Introduction The Minimal Polynomial Theorem addresses properties of the minimal polynomial for a given matrix, denoted as A.
Notation:
Let A be in Max_n (IF).
The minimal polynomial m_A(x) of A exists and is unique.
Uniqueness Reasoning:
Linear dependence among A^k for k = 0, 1, …, n-1 implies uniqueness.
If a polynomial P(x) satisfies P(A) = 0, then m_A(x) must uniquely define conditions on polynomials of matrix A.
If P(x) is any polynomial, then it can be expressed as:
P(x) = m_A(x) q(x) for some polynomial q(x).
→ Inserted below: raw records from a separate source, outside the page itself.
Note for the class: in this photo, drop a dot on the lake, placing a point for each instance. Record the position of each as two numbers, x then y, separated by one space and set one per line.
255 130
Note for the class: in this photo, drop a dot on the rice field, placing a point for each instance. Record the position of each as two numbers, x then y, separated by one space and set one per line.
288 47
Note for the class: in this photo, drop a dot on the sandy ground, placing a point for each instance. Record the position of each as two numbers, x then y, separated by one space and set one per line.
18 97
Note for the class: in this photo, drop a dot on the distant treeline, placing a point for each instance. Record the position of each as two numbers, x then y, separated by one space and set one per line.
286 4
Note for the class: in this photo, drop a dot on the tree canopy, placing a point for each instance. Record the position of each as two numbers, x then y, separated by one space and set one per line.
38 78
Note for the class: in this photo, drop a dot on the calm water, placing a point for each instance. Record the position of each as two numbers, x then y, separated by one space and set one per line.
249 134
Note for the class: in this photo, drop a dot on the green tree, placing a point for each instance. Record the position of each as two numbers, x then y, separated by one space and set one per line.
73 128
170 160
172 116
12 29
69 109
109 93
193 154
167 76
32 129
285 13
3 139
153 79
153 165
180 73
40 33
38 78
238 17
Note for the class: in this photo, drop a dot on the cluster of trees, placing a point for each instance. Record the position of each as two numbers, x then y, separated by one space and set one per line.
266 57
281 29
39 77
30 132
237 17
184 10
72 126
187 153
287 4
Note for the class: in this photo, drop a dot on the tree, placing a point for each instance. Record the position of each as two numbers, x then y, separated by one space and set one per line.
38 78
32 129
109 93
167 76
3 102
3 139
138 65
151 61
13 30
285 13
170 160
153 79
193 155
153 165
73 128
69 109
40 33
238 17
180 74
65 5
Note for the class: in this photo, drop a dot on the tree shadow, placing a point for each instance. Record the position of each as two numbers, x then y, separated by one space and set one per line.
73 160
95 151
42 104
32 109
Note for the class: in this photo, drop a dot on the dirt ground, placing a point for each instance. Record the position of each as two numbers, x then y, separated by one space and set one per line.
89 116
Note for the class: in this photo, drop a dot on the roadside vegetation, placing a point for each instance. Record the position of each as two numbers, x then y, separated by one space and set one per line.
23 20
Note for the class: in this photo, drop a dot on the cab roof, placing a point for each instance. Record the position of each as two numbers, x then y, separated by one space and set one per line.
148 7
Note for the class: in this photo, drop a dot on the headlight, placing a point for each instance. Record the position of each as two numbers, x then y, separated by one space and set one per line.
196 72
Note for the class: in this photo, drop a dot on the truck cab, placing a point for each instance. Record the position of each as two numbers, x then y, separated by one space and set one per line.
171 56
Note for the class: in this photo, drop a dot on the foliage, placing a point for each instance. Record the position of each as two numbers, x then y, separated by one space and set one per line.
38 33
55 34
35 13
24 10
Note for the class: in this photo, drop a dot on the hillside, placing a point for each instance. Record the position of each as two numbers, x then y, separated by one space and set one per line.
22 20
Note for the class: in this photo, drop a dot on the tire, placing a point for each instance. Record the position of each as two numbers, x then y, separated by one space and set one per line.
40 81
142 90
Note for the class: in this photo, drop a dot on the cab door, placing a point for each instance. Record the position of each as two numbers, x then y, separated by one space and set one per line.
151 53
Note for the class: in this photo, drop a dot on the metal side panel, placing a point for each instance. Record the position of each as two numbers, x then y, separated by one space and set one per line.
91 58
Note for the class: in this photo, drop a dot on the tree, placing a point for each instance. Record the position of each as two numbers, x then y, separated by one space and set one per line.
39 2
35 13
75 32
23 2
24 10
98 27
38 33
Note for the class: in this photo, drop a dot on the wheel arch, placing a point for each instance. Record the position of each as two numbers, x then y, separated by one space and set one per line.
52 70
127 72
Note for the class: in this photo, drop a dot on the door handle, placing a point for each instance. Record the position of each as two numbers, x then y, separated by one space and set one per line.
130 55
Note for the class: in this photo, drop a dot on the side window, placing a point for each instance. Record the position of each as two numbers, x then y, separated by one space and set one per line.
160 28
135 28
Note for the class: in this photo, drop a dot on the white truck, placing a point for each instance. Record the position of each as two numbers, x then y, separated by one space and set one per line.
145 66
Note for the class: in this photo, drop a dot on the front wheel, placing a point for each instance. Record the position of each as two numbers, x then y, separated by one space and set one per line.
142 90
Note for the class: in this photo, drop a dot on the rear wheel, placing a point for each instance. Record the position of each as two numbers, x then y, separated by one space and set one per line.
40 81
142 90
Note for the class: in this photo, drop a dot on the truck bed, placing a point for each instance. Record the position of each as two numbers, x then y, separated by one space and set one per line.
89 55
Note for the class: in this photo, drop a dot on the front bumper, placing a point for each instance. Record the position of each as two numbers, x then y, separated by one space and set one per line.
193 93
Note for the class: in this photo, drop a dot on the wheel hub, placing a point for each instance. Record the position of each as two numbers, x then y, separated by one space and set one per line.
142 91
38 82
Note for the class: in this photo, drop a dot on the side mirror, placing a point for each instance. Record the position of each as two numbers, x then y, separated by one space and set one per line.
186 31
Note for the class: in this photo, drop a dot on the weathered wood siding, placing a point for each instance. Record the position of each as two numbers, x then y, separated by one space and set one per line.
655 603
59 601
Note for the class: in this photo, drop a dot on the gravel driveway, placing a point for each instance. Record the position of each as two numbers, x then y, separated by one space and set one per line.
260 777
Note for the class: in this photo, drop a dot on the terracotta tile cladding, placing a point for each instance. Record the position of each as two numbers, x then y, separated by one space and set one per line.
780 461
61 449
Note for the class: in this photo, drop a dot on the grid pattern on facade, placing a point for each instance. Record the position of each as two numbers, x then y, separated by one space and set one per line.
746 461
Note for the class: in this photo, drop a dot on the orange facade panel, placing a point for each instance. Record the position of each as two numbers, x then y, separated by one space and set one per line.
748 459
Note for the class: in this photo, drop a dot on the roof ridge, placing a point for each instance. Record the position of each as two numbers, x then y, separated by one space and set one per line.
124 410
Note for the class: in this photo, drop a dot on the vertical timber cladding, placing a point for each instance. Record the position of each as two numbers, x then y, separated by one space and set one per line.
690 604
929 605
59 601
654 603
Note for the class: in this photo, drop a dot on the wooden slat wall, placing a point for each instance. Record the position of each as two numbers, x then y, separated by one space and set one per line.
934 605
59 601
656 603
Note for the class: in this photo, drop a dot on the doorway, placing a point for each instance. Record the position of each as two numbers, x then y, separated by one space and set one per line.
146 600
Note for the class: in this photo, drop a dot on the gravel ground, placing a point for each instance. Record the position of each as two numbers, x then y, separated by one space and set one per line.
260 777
This indicates that m_A(x) divides P(x) evenly.
Any matrix B similar to A has the same minimal polynomial.
Condition for Similarity:
Matrix B is similar to A if there exists a matrix P such that B = P A P⁻¹.
Both matrices A and B share the same characteristic polynomial:
PB(x) = det(B - λI) = det(P A P⁻¹ - λI) = PA(x).
All powers of A lie in Max_n (IF), leading to a dimensional vector space.
By the Maker-Your-Life-Easy Theorem, the set {A^0, A^1, …, A^(n-1)} must be linearly dependent.
Question of Independence:
If A^0, A^1, …, A^(n-1) are linearly independent, this indicates that k = n.
If not, further exploration leads to determining k iteratively down to 1.
Assume there exist scalars C₀, C₁, …, C_k (not all zero) such that:
C₀ A^0 + C₁ A^1 + … + C_k A^k = 0.
It follows that C_k cannot be zero due to earlier established conditions of independence.
Proposed minimal polynomial:
m(x) = x^k + c{k-1} x^(k-1) + … + c1 x + c_0.
Step (i): m(A) = 0 is satisfied.
Step (ii): The polynomial must be monic, thus the leading coefficient is Cₖ = 1.
Step (iii): No polynomial of smaller degree satisfies the property P(A) = 0.
Show contradiction: Assume such a polynomial exists and generates linear dependence, contradicting uniqueness.
Let m'(x) be another minimal polynomial; show through construction and polynomial division that m_A(x) must equal m'(x).
If m(x) and m'(x) share properties under polynomial operation, conclude that both define the same minimal polynomial.
Minimal polynomial m(x) = x^k + … is concluded as unique.